3.4. FRC Decreases Content of Ergosterol. Given that synergistic antifungal activity was demonstrated in the studies described above, we then investigated the synergistic mechanism of FCZ and FRC against C. albicans. The sterol profile was studied by GC-MS using strain 103. As summarized in Table 7, ergosterol was the major sterol in strain 103, which accounted for 87.80% of the total sterols extracted from the control group. However, the ergosterol contents decreased to 8.93%, 8.38%, 1.81%, 1.72%, and 21.75% in the groups administered 1 [micro]g/ml FCZ, 1 [micro]g/ml FCZ + 25 [micro]g/ml FRC, 1 [micro]g/ml FCZ + 250 [micro]g/ml FRC, 1 [micro]g/ml FCZ + 2500 [micro]g/ml FRC, and 2500 [micro]g/ml FRC, respectively. The decreased contents of ergosterol were more significant when FCZ was combined with 250 [micro]g/ml or 2500 [micro]g/ml FRC. The consumption of ergosterol induced an increase in the eburicol fraction and a decrease in lanosterol. The sterol content changes were consistent with the FCZ inhibition activity of Erg11 in the ergosterol biosynthetic pathway.

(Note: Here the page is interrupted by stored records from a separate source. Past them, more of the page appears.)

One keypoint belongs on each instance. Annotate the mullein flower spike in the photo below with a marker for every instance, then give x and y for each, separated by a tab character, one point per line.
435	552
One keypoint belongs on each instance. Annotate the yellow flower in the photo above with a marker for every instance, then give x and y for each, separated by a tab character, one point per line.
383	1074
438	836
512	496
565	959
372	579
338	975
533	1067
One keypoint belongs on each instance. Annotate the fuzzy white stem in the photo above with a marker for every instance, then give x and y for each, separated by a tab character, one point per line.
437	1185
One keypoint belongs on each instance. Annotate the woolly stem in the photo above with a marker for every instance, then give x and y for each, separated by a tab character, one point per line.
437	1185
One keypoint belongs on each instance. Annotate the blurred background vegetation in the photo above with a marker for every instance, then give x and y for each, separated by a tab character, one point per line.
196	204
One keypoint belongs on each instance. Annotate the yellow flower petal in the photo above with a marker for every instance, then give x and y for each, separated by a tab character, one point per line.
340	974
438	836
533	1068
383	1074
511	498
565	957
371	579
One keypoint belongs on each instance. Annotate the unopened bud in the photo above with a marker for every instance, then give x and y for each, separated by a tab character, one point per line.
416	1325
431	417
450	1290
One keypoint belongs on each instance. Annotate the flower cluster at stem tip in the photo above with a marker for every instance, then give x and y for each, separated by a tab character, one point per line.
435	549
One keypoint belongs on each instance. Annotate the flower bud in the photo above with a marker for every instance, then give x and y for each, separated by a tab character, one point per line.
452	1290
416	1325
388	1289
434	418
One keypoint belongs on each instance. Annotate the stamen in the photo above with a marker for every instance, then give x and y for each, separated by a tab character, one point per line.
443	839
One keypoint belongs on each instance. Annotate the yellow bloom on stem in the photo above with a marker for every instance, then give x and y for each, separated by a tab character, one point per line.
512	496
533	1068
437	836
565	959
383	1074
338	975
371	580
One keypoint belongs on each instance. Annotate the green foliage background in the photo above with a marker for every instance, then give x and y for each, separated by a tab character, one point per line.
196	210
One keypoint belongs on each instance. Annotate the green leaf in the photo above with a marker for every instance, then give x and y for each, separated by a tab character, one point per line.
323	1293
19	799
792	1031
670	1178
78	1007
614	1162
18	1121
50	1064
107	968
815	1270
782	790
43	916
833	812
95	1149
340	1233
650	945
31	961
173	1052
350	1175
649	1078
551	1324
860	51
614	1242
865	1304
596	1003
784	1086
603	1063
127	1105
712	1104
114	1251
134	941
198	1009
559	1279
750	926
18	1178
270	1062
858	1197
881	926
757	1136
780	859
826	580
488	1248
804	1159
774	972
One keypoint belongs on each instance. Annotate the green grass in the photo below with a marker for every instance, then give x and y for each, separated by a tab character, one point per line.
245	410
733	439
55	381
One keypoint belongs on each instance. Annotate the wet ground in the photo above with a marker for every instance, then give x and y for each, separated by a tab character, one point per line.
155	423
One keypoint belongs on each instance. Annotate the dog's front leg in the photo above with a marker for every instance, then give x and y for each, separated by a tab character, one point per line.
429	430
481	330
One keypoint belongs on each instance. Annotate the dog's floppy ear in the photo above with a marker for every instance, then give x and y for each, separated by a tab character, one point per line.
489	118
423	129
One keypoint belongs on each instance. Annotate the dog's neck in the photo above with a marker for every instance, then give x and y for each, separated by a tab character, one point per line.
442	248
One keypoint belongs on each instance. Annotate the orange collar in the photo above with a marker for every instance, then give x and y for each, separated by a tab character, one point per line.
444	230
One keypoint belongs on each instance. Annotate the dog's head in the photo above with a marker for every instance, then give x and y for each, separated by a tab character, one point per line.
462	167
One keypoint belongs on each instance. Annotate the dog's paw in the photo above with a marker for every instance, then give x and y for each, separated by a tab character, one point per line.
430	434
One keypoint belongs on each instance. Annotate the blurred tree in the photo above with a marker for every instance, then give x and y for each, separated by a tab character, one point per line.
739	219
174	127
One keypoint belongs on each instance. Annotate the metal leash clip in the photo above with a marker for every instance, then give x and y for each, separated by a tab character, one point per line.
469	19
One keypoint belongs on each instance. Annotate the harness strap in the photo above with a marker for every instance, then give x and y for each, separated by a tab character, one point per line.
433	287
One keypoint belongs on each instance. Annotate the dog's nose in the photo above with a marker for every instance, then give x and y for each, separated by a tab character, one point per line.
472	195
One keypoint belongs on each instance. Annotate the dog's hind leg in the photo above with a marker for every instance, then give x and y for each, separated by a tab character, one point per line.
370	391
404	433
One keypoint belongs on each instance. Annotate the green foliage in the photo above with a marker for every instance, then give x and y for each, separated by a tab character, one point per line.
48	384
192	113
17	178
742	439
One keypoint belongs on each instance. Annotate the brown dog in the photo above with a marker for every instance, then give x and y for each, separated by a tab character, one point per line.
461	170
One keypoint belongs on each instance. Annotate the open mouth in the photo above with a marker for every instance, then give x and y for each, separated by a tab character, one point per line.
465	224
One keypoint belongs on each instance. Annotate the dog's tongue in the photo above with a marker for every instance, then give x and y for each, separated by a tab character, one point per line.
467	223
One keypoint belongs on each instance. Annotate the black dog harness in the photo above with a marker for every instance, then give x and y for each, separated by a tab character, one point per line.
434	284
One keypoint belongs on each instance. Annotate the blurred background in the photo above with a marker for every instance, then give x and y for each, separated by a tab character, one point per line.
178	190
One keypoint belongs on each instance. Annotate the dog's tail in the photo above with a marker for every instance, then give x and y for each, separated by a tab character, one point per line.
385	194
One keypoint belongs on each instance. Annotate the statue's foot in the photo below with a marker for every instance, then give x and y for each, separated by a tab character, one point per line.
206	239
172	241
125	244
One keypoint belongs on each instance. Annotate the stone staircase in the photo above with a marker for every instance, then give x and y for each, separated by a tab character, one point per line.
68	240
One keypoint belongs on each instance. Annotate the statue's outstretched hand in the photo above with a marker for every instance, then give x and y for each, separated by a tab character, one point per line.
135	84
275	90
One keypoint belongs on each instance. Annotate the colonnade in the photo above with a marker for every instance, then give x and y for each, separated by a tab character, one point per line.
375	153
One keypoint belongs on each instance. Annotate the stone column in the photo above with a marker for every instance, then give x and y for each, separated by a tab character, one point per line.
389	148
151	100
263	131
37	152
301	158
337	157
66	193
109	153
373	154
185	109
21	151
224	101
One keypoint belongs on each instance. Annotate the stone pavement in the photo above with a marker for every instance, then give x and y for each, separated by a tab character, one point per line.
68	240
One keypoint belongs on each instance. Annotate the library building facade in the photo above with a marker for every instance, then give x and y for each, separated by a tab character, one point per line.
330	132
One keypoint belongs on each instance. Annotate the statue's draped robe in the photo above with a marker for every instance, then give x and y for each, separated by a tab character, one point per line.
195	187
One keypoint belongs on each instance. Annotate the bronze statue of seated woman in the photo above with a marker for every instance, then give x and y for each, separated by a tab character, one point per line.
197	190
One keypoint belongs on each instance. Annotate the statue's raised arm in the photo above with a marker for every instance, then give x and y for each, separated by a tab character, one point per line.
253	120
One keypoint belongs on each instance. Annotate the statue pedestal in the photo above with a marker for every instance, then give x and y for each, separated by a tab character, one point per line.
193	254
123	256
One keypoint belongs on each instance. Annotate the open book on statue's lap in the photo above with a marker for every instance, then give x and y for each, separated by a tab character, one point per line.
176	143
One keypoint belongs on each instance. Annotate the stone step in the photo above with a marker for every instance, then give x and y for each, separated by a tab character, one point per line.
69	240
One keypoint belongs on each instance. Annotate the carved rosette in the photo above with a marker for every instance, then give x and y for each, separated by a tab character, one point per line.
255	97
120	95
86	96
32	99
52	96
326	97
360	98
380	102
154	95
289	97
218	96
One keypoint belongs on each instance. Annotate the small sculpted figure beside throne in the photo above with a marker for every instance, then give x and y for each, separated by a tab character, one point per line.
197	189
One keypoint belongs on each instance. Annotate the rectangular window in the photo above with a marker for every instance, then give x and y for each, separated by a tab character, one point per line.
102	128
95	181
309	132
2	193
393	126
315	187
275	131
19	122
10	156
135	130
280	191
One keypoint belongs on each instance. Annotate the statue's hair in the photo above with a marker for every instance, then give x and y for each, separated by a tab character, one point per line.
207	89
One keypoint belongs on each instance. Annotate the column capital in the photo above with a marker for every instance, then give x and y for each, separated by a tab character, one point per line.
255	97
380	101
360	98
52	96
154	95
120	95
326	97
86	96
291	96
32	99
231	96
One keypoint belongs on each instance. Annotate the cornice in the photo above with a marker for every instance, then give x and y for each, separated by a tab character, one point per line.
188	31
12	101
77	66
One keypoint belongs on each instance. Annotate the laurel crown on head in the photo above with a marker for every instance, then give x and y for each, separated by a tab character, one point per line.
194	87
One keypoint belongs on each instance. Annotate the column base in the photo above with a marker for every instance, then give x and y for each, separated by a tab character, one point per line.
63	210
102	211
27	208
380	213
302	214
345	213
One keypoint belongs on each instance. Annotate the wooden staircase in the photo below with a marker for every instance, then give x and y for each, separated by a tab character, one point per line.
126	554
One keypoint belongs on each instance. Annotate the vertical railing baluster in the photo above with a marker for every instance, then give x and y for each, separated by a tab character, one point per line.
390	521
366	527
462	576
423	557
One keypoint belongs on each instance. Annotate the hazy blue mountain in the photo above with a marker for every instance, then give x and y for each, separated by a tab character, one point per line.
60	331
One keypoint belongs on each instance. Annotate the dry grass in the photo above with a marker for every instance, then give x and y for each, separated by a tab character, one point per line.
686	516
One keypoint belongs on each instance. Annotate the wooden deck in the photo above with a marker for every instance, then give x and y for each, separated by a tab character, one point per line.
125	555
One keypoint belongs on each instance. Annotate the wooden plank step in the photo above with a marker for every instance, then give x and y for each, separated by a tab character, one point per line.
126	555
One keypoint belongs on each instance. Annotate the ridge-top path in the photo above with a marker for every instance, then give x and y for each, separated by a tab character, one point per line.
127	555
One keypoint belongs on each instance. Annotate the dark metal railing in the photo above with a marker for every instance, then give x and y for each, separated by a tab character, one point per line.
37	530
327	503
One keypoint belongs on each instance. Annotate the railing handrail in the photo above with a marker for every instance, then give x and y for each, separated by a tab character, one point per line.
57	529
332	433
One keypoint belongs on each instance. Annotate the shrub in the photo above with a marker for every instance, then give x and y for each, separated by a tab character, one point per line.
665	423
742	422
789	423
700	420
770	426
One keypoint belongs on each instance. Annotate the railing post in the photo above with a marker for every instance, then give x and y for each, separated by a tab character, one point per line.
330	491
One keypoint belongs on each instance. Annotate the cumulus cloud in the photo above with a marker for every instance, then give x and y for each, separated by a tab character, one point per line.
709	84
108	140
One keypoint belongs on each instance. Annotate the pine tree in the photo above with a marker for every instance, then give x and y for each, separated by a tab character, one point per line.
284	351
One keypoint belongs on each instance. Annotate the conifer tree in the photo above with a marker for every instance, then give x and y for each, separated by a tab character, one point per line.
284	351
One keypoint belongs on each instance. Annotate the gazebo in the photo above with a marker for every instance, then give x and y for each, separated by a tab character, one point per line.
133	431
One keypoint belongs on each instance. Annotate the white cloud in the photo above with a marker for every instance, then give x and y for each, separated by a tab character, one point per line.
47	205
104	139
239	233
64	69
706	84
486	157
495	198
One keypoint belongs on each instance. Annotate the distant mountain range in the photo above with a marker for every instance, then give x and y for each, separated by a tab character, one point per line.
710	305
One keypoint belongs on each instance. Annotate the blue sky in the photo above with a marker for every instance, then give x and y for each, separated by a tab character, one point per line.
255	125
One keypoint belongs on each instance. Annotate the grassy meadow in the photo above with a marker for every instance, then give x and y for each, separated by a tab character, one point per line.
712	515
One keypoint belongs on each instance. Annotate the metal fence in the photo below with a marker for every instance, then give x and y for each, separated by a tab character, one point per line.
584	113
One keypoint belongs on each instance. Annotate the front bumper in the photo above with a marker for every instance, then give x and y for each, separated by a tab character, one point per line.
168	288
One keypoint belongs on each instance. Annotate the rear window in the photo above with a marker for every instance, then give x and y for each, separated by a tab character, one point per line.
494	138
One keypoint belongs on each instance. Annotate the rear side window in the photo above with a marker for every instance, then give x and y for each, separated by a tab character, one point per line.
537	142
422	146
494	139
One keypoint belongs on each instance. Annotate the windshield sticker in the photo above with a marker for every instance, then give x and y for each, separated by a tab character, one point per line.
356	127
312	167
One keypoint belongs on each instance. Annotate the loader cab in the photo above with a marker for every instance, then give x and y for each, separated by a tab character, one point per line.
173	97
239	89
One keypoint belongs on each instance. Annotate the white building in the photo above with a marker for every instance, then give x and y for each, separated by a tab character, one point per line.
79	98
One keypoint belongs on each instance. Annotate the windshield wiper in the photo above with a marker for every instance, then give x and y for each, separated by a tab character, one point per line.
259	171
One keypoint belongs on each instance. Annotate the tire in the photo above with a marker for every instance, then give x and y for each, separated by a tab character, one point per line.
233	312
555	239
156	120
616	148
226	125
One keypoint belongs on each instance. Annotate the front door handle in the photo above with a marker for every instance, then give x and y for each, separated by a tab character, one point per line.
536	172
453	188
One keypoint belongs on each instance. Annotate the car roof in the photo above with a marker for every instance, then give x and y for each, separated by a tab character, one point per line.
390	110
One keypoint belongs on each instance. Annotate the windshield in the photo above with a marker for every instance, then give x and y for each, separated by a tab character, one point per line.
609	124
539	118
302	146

C. albicans is one of the most important opportunistic human fungal pathogens and causes diseases such as thrush and vaginitis . Amphotericin B is widely used in the treatment of many systemic mycoses . However, given their severe side effects, the azole drugs, especially FCZ, are widely used to fight C. albicans infections. Not surprising, repeated FCZ therapy for fungal infections in patients leads to emergence of serious FCZ-resistant C. albicans. Thus it is very important to identify new antifungal drugs.
FRC is included in the Chinese Pharmacopoeia for the treatment of menstrual disorders. For the first time, we have identified the antifungal capacity of FRC. In our work, the synergistic action of FCZ and FRC was shown in vitro and was confirmed by animal experiments in vivo. The results of FRC in combination with FCZ indicate its high biological activity. Moreover, FRC has low toxicity to the cell and can reduce the [LD.sub.50] of FCZ in HUVEC cell line. The synergistic effect of FRC and FCZ against C. albicans in vitro and in vivo indicates that FRC is a promising Chinese herbal medicine for C. albicans resistant to FCZ.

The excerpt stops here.